Como a imaginação não tem limites, as histórias contam de tudo o que um autor possa imaginar, inclusive cria personagens fantasmagóricos e encantadores. A criança, em seu desenvolvimento cognitivo e afetivo, tem neste gênero literário um recurso capaz de ajudá-la a lidar com a vida, na medida em que correlaciona suas dificuldades ou impossibilidades com elementos fantasiosos com os quais ela estabelece algum nível de relação. Como a história de Harry James Potter, cujo enredo traz elementos mágicos e conta as aventuras de um menino franzino e órfão que se confronta, ao lado dos amigos, com o aterrorizador bruxo das trevas. A história abrange o enfrentamento, a passagem da infância à juventude, vida escolar, relações de amizade e superação. 

A literatura fantástica é uma grande contadora de histórias e a maioria das obras traz o medo como tema presente, este forte e desagradável sentimento que inquieta, desassossega, aflige e aparece ante uma ameaça real ou imaginária. Cada um vive seus medos de modo particular. Não há heróis que não o experimentem. Nem reis e princesas. Nem você e eu.

Sua leitura permite ao leitor infantojuvenil compartilhar com os personagens situações de tensão e medo, o que lhe dá oportunidade para abrir as próprias caixas de segredos e pensar sobre seus lobos. Pelo menos, reconhecê-los. Além do mais, crianças e adolescentes estão crescendo e vivendo transformações profundas num mundo não mais do que instável. Quantos medos isso não cria?

E quem não tem vergonha de mostrar seus medos? 

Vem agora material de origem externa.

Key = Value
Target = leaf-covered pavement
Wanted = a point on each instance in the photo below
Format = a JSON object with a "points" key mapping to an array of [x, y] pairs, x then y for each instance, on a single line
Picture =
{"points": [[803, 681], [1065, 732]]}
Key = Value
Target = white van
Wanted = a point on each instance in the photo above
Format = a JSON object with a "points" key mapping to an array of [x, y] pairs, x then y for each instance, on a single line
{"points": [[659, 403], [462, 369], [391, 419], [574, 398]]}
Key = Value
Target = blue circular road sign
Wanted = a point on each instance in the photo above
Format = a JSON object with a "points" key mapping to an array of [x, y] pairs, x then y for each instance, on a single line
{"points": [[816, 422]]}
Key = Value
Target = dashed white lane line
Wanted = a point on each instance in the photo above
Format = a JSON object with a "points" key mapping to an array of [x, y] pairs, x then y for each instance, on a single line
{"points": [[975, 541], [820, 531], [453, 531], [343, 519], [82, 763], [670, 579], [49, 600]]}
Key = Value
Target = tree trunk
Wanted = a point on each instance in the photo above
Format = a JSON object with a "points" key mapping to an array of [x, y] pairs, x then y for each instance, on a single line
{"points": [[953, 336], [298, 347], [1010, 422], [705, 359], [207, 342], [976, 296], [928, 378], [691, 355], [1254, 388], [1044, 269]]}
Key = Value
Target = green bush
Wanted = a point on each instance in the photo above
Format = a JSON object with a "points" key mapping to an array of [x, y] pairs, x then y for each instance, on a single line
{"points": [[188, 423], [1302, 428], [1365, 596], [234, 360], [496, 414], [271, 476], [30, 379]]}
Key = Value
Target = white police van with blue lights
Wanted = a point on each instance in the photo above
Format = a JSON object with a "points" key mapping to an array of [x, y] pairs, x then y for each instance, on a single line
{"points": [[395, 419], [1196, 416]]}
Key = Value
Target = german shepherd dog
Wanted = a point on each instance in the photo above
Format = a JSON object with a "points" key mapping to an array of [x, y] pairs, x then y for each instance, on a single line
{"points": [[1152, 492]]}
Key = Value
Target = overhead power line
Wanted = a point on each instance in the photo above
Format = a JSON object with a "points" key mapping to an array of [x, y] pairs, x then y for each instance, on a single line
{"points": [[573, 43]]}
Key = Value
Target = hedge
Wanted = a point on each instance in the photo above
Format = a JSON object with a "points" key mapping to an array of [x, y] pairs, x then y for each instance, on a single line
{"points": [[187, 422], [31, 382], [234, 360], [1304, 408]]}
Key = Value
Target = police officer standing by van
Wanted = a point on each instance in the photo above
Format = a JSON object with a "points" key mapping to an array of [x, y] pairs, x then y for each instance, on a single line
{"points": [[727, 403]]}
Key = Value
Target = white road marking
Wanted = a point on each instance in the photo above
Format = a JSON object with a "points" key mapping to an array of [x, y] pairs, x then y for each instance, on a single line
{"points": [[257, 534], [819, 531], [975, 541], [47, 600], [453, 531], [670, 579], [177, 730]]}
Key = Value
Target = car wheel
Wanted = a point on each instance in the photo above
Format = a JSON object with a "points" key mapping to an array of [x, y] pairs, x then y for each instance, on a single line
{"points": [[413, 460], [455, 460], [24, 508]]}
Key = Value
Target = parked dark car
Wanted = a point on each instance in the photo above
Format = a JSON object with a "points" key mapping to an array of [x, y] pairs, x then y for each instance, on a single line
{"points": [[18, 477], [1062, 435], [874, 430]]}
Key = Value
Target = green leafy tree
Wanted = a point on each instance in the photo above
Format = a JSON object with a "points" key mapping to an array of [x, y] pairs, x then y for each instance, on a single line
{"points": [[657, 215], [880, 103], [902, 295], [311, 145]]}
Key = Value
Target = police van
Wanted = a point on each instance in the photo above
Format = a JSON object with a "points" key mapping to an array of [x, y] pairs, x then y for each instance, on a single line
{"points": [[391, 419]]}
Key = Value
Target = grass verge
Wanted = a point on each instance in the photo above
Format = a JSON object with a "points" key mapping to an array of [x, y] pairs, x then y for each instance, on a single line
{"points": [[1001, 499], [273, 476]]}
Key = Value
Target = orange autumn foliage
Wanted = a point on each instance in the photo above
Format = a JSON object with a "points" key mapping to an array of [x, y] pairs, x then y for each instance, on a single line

Um passo importante para libertá-los é buscar palavras para verbalizá-los e as histórias proporcionam isso. Quando falamos dos nossos medos, conseguimos lidar com eles. Falando, nos sentimos mais à vontade para contar a nossa própria história e encarar a vida com a possibilidade de ser modificada. Reconstruída. Deixamos de ser reféns!